The PCI bus has served us well for the last 10 years and it will play a major role in the next few years. However, today’s and tomorrow’s processors and I/O devices are demanding much higher I/O bandwidth than PCI 2.2 or PCI-X can deliver and it is time to engineer a new generation of PCI to serve as a standard I/O bus for future generation platforms. There have been several efforts to create higher bandwidth buses and this has resulted in the PC platform supporting a variety of application-specific buses alongside the PCI I/O expansion bus.
The processor system bus continues to scale in both frequency and voltage at a rate that will continue for the foreseeable future. Memory bandwidths have increased to keep pace with the processor. Indeed, as shown in Figure 1, the chipset is typically partitioned as a memory hub and an I/O hub since the memory bus often changes with each processor generation.

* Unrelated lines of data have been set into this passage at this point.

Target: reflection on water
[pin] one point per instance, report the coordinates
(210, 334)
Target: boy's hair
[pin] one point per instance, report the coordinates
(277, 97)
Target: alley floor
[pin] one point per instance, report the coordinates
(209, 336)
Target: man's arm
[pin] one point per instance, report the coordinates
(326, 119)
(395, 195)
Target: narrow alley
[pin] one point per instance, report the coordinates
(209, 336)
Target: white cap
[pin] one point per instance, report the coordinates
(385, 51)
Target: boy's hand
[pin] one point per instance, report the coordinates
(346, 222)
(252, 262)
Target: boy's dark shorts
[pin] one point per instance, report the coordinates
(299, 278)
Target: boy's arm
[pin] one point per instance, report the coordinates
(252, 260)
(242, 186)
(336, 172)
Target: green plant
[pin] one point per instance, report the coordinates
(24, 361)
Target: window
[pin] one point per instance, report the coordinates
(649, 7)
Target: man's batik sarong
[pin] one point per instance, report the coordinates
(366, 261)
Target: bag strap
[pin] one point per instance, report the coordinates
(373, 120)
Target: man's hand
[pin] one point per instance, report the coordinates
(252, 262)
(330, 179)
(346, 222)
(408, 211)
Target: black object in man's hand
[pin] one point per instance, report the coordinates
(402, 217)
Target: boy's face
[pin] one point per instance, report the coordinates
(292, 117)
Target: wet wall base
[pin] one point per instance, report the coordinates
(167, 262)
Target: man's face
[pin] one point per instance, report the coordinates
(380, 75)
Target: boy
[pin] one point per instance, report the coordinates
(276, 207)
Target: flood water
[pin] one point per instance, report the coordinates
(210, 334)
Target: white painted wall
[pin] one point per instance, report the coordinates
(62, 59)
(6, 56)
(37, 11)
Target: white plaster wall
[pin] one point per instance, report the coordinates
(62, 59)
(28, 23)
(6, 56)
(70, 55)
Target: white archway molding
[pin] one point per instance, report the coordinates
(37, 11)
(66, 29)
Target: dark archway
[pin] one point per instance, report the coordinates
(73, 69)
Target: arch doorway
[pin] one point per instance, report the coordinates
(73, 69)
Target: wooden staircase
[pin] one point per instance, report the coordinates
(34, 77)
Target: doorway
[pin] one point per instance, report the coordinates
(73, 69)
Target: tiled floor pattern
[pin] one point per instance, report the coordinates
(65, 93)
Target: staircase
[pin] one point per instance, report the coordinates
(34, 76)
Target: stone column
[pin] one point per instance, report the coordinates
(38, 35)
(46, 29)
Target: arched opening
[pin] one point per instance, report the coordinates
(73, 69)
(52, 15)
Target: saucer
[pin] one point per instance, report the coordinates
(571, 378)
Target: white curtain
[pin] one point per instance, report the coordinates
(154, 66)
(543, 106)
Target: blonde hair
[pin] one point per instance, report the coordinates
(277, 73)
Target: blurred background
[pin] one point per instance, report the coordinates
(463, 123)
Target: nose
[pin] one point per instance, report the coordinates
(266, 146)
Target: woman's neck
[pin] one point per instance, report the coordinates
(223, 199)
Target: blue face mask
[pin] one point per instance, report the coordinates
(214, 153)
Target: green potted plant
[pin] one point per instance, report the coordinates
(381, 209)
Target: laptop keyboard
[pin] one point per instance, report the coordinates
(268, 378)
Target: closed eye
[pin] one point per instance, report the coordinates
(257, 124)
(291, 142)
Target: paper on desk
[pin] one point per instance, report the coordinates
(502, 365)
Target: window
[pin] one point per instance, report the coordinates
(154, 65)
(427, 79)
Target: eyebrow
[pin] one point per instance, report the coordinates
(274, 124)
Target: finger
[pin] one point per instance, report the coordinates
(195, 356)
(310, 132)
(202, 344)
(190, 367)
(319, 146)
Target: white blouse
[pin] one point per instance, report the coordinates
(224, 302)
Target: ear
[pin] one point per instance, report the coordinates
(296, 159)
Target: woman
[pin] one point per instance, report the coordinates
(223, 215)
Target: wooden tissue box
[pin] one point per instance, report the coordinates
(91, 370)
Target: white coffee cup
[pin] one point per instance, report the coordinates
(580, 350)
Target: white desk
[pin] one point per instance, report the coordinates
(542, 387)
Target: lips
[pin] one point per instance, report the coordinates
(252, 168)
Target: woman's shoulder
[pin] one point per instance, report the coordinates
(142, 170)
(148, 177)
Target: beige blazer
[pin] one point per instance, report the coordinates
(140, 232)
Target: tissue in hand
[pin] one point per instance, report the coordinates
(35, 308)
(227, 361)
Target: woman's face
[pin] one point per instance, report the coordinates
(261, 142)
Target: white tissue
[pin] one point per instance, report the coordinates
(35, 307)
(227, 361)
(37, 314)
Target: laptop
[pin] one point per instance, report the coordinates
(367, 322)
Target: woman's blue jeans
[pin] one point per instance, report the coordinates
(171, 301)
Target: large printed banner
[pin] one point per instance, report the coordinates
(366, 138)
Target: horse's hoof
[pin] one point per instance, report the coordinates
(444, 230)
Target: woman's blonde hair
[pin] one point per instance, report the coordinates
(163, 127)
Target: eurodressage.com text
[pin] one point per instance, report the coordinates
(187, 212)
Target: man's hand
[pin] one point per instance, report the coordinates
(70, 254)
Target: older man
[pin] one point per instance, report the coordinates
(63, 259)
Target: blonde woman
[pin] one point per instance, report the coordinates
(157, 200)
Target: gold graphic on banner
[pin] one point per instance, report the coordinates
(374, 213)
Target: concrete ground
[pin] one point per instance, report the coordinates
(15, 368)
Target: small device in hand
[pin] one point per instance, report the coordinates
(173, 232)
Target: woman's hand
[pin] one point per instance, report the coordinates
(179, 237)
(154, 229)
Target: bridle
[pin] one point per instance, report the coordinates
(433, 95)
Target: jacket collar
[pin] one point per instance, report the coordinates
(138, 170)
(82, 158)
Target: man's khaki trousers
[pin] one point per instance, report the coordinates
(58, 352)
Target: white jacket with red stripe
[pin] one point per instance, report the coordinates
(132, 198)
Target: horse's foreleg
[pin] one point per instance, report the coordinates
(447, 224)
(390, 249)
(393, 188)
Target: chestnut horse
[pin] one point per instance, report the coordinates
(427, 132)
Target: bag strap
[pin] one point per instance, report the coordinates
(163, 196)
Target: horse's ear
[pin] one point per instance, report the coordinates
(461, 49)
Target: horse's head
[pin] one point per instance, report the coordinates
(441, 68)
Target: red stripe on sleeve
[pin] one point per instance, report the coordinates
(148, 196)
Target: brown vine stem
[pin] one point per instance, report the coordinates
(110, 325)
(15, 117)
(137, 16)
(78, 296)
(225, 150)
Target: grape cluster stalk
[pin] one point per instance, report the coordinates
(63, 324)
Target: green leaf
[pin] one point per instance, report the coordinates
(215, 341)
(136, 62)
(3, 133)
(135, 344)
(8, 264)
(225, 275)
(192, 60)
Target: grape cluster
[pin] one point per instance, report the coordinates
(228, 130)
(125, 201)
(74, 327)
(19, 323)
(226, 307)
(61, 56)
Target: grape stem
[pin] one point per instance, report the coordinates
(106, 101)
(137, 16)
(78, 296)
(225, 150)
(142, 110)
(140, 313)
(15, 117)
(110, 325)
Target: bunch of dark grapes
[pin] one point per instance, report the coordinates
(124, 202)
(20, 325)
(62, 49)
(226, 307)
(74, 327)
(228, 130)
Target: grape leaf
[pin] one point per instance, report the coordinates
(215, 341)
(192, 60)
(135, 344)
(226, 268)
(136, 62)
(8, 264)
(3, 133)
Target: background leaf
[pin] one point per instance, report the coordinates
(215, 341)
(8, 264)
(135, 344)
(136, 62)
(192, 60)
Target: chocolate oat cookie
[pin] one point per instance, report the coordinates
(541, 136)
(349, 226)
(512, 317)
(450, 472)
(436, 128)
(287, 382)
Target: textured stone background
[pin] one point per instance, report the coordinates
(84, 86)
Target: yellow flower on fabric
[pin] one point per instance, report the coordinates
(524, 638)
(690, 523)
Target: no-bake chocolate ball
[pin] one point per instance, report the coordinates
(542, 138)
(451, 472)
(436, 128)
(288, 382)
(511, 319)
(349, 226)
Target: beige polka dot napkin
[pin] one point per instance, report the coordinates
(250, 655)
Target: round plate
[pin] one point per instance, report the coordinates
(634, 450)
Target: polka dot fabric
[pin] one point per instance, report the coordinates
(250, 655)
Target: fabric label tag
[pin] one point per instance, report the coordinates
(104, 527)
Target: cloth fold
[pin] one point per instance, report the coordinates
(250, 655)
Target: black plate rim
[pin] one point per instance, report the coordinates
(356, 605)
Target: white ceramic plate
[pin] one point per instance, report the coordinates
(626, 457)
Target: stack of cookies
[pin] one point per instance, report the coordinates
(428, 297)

One of the major functions of the chipset is to isolate these ever-changing buses from the stable I/O bus.
Close investigation of the 1990’s PCI signaling technology reveals a multi-drop, parallel bus implementation that is close to its practical limits of performance: it cannot be easily scaled up in frequency or down in voltage; its synchronously clocked data transfer is signal skew limited and the signal routing rules are at the limit for cost-effective FR4 technology. All approaches to pushing these limits to create a higher bandwidth, general purpose I/O bus result in large cost increases for little performance gain. The desktop solution of Figure 1 is only part of the problem of diverging local I/O bus standards. To PCI’s credit it has been used in applications not envisaged by the original specification writers and variants and extensions of PCI can be found in desktop, mobile, server and embedded communications market segments.